Bayesian Optimization and other Bad Ideas for Hyperparameter Optimization [IT Forum]

Topic: 
Bayesian Optimization and other Bad Ideas for Hyperparameter Optimization
Friday, January 20, 2017 - 1:15pm
Venue: 
Packard 202
Speaker: 
Kevin Jamieson (UC Berkeley)
Abstract / Description: 

The performance of machine learning systems depends critically on tuning parameters that are difficult to set by standard optimization techniques. Such "hyperparameters"---including model architecture, regularization, and learning rates---are often tuned in an outer loop by black-box search methods evaluating performance on a holdout set. We formulate such hyperparameter tuning as a pure-exploration problem of deciding how many resources should be allocated to particular hyperparameter configurations. I will introduce our Hyperband algorithm for this framework and a theoretical analysis that demonstrates its ability to adapt to uncertain convergence rates and the dependency of hyperparameters on the validation loss.

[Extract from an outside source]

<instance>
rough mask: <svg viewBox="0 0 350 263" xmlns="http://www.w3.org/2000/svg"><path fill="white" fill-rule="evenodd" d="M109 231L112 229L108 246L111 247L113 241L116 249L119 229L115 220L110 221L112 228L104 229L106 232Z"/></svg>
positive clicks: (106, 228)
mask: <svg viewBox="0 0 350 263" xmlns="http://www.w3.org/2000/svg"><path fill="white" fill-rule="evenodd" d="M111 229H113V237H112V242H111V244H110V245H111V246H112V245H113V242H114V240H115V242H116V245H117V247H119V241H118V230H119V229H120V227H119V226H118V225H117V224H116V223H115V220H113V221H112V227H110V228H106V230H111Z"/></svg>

I will close with several experimental validations of Hyperband, including experiments on training deep networks where Hyperband outperforms state-of-the-art Bayesian optimization methods by an order of magnitude.


 

The Information Theory Forum (IT-Forum) at Stanford ISL is an interdisciplinary academic forum which focuses on mathematical aspects of information processing. With a primary emphasis on information theory, we also welcome researchers from signal processing, learning and statistical inference, control and optimization to deliver talks at our forum. We also warmly welcome industrial affiliates in the above fields. The forum is typically held in Packard 202 every Friday at 1:00 pm during the academic year.

The Information Theory Forum is organized by graduate students Jiantao Jiao and Yanjun Han. To suggest speakers, please contact any of the students.

Bio:

Kevin is a post-doc in the AMP lab at UC Berkeley working with Benjamin Recht. He is interested in the theory and practice of algorithms that sequentially collect data using an adaptive strategy. This includes active learning, multi-armed bandit problems, and stochastic optimization. His work ranges from theory, experimental work, to open-source machine learning systems. Kevin received his Ph.D. from the ECE department at the University of Wisconsin - Madison under the advisement of Robert Nowak.